Cris Evatt’s book shows that there is a "consensus" that Free Will is a myth and an illusion. Human decision-making is a brain process. When we choose between a papaya and a banana, patterns of neural activity representing these two possibilities appear in the frontal lobes. Copies of each pattern grow and spread at different rates, depending on our experiences and sensory impressions. Eventually, the number of copies of one pattern passes a threshold and we pick the papaya or the banana. Decision-making is a competition in which there are winners and losers.
The Myth of Free Will brings together an astonishing collection of essays and quotes by some of the world's most brilliant minds.
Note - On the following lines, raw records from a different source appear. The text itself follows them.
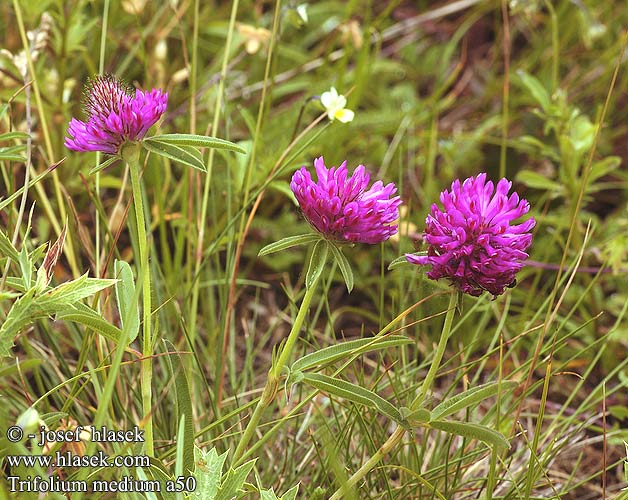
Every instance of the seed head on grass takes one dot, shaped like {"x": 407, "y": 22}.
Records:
{"x": 343, "y": 209}
{"x": 115, "y": 115}
{"x": 472, "y": 242}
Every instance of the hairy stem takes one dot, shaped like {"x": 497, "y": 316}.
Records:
{"x": 131, "y": 155}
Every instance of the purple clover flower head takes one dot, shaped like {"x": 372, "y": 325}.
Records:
{"x": 114, "y": 115}
{"x": 343, "y": 209}
{"x": 472, "y": 242}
Included are such respected names as Steven Pinker, Sam Harris, Richard Dawkins, Daniel C. Dennett, V. S. Ramachandran, Lee M. Silver, Susan Blackmore, Michael Shermer, Daniel M. Wegner, Buddha, Baruch Spinoza, Bertrand Russell, William B. Provine, Antonio Damasio, Michael Gazzaniga, Thomas W. Clark, Paul Bloom, Kurt Vonnegut, Woody Allen, Mark Twain, Albert Einstein, and many more.
The Myth of Free Will keeps a complicated subject fairly simple, plus there are photos and illustrations. This 10-dollar, 100-page book gives Brights a way to introduce their friends to a more naturalistic worldview—it makes a great gift!
About the Author
Cris Evatt is the author of 10 books. A native Californian, she attended UCLA and graduated from Northwestern University. “Writing is how I organize my thoughts,” she says. “I often find myself in a state of rapture about a new field of inquiry. I love playing with ideas, looking at something from as many sides as possible. I don't regard that as work, though it does require rivers of energy, but rather as a form of mental mischief.” Her interests include yoga, vegan cooking, trips to Europe, hiking on mountain trails, and a daily dose of café-sitting.